The Operations Division of a large health insurer underwent an extensive reorganization. Previously, operational resources had been controlled and optimized to the vertical unit, line of business. As a result of the reorganization, as well as business goals to expand the services only business to the national market, resources and processes were realigned and optimized in a consistent manner across the Division. Moreover, metrics were standardized and utilized in the appropriate context empowering the executive team to use the data in a more strategic manner.

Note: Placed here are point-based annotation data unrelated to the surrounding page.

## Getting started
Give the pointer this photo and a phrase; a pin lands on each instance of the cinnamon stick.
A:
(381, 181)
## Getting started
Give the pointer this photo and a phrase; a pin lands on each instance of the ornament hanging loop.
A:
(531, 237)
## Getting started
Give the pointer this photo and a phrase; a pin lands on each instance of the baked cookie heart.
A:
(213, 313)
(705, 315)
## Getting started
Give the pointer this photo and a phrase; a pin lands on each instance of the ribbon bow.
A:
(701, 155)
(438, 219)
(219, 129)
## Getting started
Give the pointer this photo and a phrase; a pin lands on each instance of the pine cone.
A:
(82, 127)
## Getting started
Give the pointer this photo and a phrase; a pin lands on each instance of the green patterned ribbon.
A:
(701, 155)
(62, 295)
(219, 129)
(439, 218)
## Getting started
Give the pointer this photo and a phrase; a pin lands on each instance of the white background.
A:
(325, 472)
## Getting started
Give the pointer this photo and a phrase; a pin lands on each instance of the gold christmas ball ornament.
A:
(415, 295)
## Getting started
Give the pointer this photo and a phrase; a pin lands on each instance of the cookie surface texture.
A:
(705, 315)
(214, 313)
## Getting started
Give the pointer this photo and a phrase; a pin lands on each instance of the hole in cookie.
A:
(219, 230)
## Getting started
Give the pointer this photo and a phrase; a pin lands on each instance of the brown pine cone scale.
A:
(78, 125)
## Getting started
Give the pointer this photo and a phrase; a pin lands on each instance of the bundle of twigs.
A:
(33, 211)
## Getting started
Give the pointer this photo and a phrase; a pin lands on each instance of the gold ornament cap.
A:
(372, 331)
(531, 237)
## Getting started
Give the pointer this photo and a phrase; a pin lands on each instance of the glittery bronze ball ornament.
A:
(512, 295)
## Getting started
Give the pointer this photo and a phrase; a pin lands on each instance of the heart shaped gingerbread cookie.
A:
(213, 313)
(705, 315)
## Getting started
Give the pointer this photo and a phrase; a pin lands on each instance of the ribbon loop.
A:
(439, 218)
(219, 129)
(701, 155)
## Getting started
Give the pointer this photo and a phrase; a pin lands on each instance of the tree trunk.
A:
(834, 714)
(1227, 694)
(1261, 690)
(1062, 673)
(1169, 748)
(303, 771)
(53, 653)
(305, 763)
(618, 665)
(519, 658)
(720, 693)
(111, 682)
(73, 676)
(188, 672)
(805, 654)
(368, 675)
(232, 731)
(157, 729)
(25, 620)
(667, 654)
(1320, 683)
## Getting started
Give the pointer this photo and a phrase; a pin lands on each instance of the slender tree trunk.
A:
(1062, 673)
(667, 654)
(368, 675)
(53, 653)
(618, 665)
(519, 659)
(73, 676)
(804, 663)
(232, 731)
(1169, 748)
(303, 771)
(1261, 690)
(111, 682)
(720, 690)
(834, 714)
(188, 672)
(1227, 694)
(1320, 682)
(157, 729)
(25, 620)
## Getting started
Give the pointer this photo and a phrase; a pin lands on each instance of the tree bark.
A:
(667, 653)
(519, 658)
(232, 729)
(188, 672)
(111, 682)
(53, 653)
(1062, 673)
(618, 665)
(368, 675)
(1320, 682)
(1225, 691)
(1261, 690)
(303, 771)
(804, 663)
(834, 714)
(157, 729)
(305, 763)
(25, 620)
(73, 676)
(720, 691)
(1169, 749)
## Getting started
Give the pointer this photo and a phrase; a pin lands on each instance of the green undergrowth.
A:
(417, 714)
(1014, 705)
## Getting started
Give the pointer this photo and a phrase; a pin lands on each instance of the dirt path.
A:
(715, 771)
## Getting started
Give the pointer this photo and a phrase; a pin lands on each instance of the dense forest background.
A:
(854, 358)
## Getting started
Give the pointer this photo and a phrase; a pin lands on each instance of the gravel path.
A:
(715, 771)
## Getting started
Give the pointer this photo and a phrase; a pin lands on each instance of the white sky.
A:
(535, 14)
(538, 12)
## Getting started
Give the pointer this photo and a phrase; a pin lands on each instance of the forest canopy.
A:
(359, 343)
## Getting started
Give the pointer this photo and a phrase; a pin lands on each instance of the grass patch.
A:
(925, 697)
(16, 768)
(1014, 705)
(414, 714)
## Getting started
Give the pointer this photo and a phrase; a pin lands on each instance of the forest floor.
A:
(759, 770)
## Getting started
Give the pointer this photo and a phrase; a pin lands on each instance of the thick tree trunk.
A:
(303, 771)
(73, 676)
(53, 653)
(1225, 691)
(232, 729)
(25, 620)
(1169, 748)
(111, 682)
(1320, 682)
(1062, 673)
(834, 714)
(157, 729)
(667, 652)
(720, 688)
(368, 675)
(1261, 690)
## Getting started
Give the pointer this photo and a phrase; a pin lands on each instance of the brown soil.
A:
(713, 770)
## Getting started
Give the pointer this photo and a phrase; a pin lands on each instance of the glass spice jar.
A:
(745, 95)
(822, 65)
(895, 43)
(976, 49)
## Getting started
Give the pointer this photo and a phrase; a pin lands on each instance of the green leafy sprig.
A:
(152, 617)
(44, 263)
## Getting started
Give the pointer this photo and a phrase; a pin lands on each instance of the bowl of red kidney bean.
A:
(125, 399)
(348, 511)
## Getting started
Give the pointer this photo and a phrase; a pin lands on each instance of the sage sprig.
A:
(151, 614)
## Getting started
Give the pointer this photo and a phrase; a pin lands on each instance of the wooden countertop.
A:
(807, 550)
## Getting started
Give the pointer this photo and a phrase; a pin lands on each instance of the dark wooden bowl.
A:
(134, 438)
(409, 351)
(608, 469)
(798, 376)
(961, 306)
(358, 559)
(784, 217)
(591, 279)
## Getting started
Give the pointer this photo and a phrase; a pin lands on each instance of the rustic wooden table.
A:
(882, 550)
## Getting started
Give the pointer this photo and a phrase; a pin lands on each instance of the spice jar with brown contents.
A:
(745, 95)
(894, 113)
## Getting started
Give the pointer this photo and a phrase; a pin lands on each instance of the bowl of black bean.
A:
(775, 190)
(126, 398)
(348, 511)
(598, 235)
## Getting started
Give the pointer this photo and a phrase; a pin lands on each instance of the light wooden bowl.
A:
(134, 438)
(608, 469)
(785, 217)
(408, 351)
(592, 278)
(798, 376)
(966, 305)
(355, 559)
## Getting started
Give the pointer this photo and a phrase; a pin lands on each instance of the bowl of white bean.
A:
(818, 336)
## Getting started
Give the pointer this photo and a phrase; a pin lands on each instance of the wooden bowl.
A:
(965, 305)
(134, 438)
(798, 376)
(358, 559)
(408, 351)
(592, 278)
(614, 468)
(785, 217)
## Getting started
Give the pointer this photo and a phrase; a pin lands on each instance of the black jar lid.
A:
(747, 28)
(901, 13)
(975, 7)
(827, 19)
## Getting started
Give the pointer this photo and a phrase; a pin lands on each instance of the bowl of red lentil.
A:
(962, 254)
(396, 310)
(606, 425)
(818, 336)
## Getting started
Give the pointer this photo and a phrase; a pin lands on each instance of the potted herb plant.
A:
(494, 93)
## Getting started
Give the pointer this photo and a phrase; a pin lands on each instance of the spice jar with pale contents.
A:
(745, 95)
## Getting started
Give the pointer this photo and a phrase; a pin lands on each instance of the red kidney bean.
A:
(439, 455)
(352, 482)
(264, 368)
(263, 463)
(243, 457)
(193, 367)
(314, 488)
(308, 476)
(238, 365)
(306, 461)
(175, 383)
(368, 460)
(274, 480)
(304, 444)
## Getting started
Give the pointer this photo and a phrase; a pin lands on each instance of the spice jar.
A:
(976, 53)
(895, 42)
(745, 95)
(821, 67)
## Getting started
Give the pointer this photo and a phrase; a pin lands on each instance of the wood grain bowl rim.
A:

Each business vertical had its own operational metrics and processes. As plans came together to unify the Operations Division, and thus permit optimal decision making, it became evident that data from each business vertical could not be easily and consistently aggregated. The executive management team could not effectively manage the business based on the metrics because they were unreliable, inconsistent, undocumented, and in some cases, conflicting. More specifically, the challenges included the following:
- Naming the metrics was ad hoc and undocumented. For example, “membership” had multiple definitions, resulting in uncontrolled semantics
- The units of measure and methods of calculating metrics were largely undocumented and unmanaged
- There was no list of reliable performance metrics, as well as no governance method
- The presentation of the aggregated performance metrics was complex, confusing, and missing key elements such as performance to goals (alerts), qualitative reference of reported value (is this number acceptable or not acceptable?), and performance metric trends over time
- Early stage process improvement initiatives were underway, based on Lean Six Sigma. These efforts were not yet related to the operational performance metrics and the process description and analysis techniques were not yet applied to the metrics lifecycle
An initiative, led by SDLC Partners resources, and supported by the client’s Performance Metrics & Improvement (PM&I) staff, addressed the governance and lifecycle of performance metrics. A process was designed, approved, and documented, then applied to the monthly Operations Division performance metrics report. Performance Metrics were now treated as tangible assets, having value, requiring maintenance, production support, and version control so that they are kept current and interoperable along with other metric assets. The Object Management Group (OMG) standard for Business Process Modeling Notation (BPMN) was applied to the lifecycle of a performance metric. Emphasis on Quality Assurance was made to address client challenges regarding trustworthiness of data comprising the metrics.
The presentation of the data to executives was addressed by administering best practice research in performance dashboard design. By applying proven cognitive science principles to the display of the performance metrics, the executive is able to understand the business metrics very rapidly. The units of measure, qualitative context, performance relative to goals, and performance trends over time are presented in a graphical format that exploits the ability of the human brain to interpret shapes, images, and relative sizes into actionable decision inputs. Misuse of excessive colors and visual devices was avoided. The report was designed to accommodate color blind users, non-color reproduction, and could be produced as either an electronic document or printed media. The technology was intentionally selected to provide the PM&I team with all the functionality needed, but at a very low initial and recurring cost and effort level.
Performance metrics and key volume indicators are now reported monthly based on the metrics governance process, which provides greatly improved confidence in each metric. The presentation format enables this Division’s executive team to understand operational performance in an efficient and comprehensive manner, allowing more focus on analysis and strategic decisions.